By EWA MATUSZEWSKI

I get the sense I have written this column before. If I have, I approach this version with more vim and vigor and, admittedly, a bit of annoyance. The topic is physicians organizations, what they do, who they serve and what they are – and are not.

What they definitely are not, is new. I begin with this, because a respected Michigan business publication recently published an article about a physicians’ organization that formed to counter the efforts of large health systems trying to control their anesthesia specialty. Perhaps it was a beat unfamiliar to the reporter, but the article was written as if physician organizations were a new concept. Well, our organization has been around for more than 40 years, and I can attest that we were not the first. As a matter of fact, one of the reasons for founding our PO was because primary and specialty care physicians who immigrated to the U.S., and ultimately Michigan, were having a difficult time getting into other POs. We saw a need to help foreign-trained physicians blend in and set up and grow their medical practices. Today, our organization and other POs in Michigan – there are more than 40 – continue that mission with thousands of independent physicians, regardless of country of origin.

We are an advocacy group, representing member physicians who are consumed with the responsibilities of patient care and small business ownership and need an intermediary to advocate for issues important to their patients, their practices, and the medical profession on their behalf.

We are also a patient organization, focused on patient-centric care and community-based care. A PO is not a business model, but it does provide a payment mechanism and revue enhancement for its members. (Although increasingly that revenue enhancement comes with shared risks – but rightly so, I might add.) POs get paid by a combination of managing patient populations – with several POs exceeding 100,000 patients – for the best health outcomes and getting a share of the savings from quality initiatives. Money does not drive our decision-making, patient care does. Yet we work on behalf of our physician members to get appropriate reimbursement for their services.

I like to think POs are a friend to payors – and we are a friend to them. We pilot and implement a variety of primary care initiatives at their request within our member practices to improve patient care, notably for those with multiple chronic conditions that can be difficult to manage.
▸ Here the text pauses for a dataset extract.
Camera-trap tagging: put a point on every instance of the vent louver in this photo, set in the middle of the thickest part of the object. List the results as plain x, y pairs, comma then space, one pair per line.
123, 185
It’s thanks to partnerships with payors like Blue Cross that the Patient-Centered Medical Home and Medical Home Neighborhood not only took root but are solidly planted and thriving in Michigan. Michigan-based payors like Priority Health, HAP, Meridian and Molina are currently working with POs to ensure initiatives such as care management/care coordination and integrated behavioral health in primary care are flourishing.

Although it’s not required, many physician organizations are entrenched in the community, bringing primary care to community centers, offering COVID vaccinations at pop-up events, and helping to operate health fairs for targeted groups. These services may be provided by physicians, but more often they are provided by clinical and support staff employed or contracted by physician organizations. One of our ambitious projects has been using two mobile clinics – one a refurbished bus, the other new – to take basic primary care services into underserved neighborhoods. It’s been quite a ride putting a clinic on wheels. (And yes, members of the MNO team now have a commercial driver’s license!)
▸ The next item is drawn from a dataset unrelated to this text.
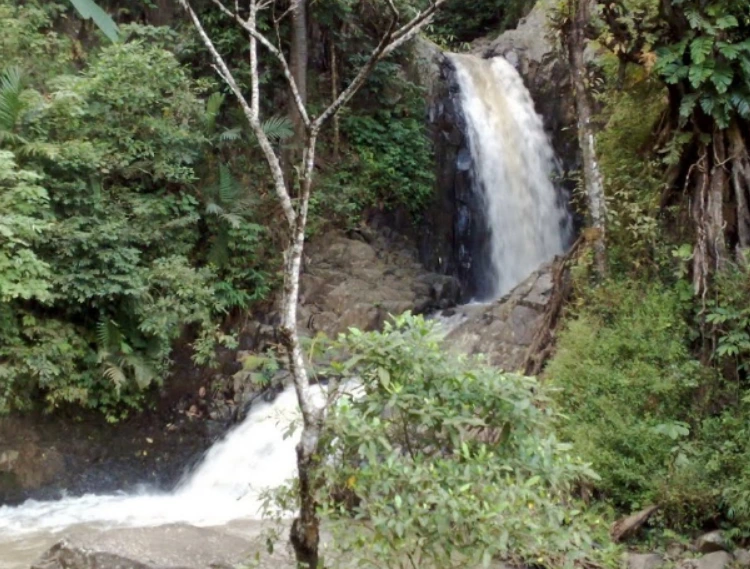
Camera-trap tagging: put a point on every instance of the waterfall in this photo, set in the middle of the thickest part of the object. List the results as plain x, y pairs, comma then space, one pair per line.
511, 165
227, 485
Physician Organization is admittedly a bit of a misnomer, as some POs, like ours, also accept psychologists and other behavioral health specialists, chiropractors, physician assistants and nurse practitioners as members – generally, any clinical specialty that requires state licensure.

Combined, Michigan’s independent POs serve approximately 50% of the insured population. As health systems hire physicians directly or purchase physician practices as a business strategy, physician organizations are taking on greater importance for primary care and specialty care physicians who want to remain independent (self-employed) yet would struggle – or fail -in their attempts to do it alone.

I don’t think you’ve heard the last of me on the topic of POs (particularly considering the name of this monthly column!) because I just realized I didn’t mention infrastructure support, technology, learning events, and clinical management oversight. Indeed, POs aren’t new. But perhaps we need a brand refresh?!